The way back down the mountainous slope was quite swift when compared to the way up. Having achieved our goal, the fear of slipping and falling pretty much melted away. Parts of the descent were still dangerous, and the tour guides had rigged ropes for us to descend with on the steeper parts, where the danger of slipping and sliding to terminal velocity posed a significant risk. On other, safer sections of the descent, we slid down the mountainside on our backsides, a method of movement known in mountaineering jargon as ‘glissading’. Having removed our crampons and fitted ourselves with a kind of nylon nappy designed specifically for the purpose, we slipped down the snow slopes until we were once again below the snow line, using our ice axes to steer and to brake. Occasional bursts of laughter punctuated our gluteus toboganning as people pointed out a particularly fast or messy descent.

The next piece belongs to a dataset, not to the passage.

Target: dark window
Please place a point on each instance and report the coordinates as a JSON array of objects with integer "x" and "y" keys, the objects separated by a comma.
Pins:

A roped section of the descent


Finally, we stowed our ice axes and walked the remainder of the slope, the terrain having changed colour dramatically from snowy white to a rich, volcanic black, the dirt very soft and pleasant to walk on for weary legs and tender feet.

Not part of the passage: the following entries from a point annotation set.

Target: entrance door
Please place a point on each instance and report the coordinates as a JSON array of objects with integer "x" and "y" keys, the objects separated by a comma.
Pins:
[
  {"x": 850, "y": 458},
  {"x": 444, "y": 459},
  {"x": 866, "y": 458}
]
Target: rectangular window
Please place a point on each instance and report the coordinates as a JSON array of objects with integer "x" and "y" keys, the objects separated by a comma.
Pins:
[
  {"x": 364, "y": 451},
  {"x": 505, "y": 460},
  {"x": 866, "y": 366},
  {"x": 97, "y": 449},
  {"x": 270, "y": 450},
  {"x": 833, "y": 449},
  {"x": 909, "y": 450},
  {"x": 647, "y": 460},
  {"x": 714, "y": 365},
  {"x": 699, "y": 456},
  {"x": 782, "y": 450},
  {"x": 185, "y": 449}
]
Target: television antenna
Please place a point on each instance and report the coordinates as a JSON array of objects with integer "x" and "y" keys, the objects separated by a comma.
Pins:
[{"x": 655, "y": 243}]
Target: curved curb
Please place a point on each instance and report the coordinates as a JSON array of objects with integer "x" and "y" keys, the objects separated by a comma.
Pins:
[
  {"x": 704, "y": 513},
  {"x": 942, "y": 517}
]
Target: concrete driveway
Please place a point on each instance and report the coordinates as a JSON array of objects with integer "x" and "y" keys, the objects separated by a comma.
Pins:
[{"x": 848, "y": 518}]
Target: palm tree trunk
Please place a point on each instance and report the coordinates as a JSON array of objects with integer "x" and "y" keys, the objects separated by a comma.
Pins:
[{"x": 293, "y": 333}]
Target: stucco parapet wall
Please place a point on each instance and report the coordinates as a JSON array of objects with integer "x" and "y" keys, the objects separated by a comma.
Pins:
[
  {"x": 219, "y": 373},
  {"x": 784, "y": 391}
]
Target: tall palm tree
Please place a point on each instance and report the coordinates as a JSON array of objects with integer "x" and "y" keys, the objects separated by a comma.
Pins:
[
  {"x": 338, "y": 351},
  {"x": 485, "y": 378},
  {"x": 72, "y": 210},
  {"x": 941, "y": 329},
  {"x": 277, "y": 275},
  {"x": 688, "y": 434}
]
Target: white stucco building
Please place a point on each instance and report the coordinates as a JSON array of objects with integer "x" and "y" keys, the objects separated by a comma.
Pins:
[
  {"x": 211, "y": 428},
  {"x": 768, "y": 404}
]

Thousands of people climb Volcan Villarrica every year; it is a mountain hike, not a technical climb. Most people who started the ascent walked to the top that day. But this isn’t always the case, and many hiking groups are forced to turn back or run the risk of calling on a volunteer emergency rescue squad from Pucón to fetch an unfortunate hiker from her icy slopes. Some days the blue ice that rings the volcano mouth is too treacherous for anyone to hike to the top. On other days the wind speed hits sixty or seventy kilometres per hour and the danger of being swept off your feet and down the mountainside is too great to continue. On still others, the cloud cover is so intense that you simply can’t see where you are walking and have no way of knowing if your chosen direction is the way up, or the way over a rocky precipice. But none of those things had happened this day. We had made it to the top, and we were proud.


  1. Beautifully written and photographed! I was there in the comfort of my own study!

  2. Hey Mr Kit LoadOut!! You mentioned that wool maintains its insulative properties when wet, but that is a lie! Wool infact generates heat when wet. The fibres actually get excited and cause heat to be generated. You will notice when hiking that if you get a little sweaty, you will heat up a tad (That's when you would be better off switching to the wicking material that draws away sweat.... xoxo

  3. Oh and you forgot to mention another named the G-shock watch on your right arm, the fake wedder on your left, but you didn't mention that impressive natural coating of fuzz on both arms, which ofcourse has it's own unique insulative properties, cannot be lost unless shaven or burned off, and might just scare off any would-be assailants who were thinking of robbing you of your G-shock watch and fake wedder!!!!